There was a church which was not used very much, a run-down manor and a few historic barns in this windy spot at the foot of the Downs.

Hangleton was almost a ghost village, with many people having migrated either west to Portslade or east to Hove. No one went there very much for there was little to see.

But in the 1930s, Hove started to spread north from the Old Shoreham Road which had previously been an unofficial line for development.

Hundreds of new houses were built, both by private developers and Hove Council which had an intractable housing problem.

They started to engulf the tiny village of Hangleton as homes were built close to both the church and the manor.

Hangleton Road was designed as a dual carriageway to act as a kind of bypass but houses started to be built on formerly open downland north of it.

Building only stopped when homes had gone a long way up the Downs and the beauty of the rolling hills was being steadily eroded.

By this time about 50 years ago, St Helen’s Church was thriving because of all the new homes but the manor was in a dreadful state.

The oldest secular building in Brighton and Hove, it was empty and soon became a target for vandals, who broke all of its 1,077 windows.

But by some lucky chance, nobody attacked or damaged the words of the Ten Command-ments which were inscribed in a downstairs room several centuries ago.

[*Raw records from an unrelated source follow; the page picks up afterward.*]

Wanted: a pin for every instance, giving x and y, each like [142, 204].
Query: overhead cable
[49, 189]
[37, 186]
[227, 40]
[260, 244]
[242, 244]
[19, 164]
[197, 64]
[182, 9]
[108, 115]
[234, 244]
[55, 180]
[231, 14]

Hove Tory councillor Cyril Shephard bought the derelict 16th-century building and gained planning permission to build homes in much of the large, lovely gardens.

He offered to sell it to Hove Council, which was simply not interested, but then sold it to developers who converted the historic manor into a pub.

After some difficult years, the manor has become a favourite watering place for many people in Hove. It is a little bit of the countryside left in town.

Other amenities were needed to serve an estate which now had more than 10,000 people. The main shopping area was built near the Grenadier pub in Hangleton Road.

A library second only in size to the central library in Church Road was built in the 1960s and visited by the Queen.

Its site was formerly part of the Dyke Railway, which ran through Hangleton until 1938. Flats, a park, housing and a clinic were also built on the route of the old line.

But the biggest change of all was the building of the Brighton bypass in the 1990s. It was close enough to homes in the north for them to be affected by traffic noise but it also took away many cars from Hangleton Road.

Unlike many other suburbs, Hangleton had direct access to the downland dual carriageway on a new link road.

Once these roads had been built, no one could claim Hangleton was quiet any more.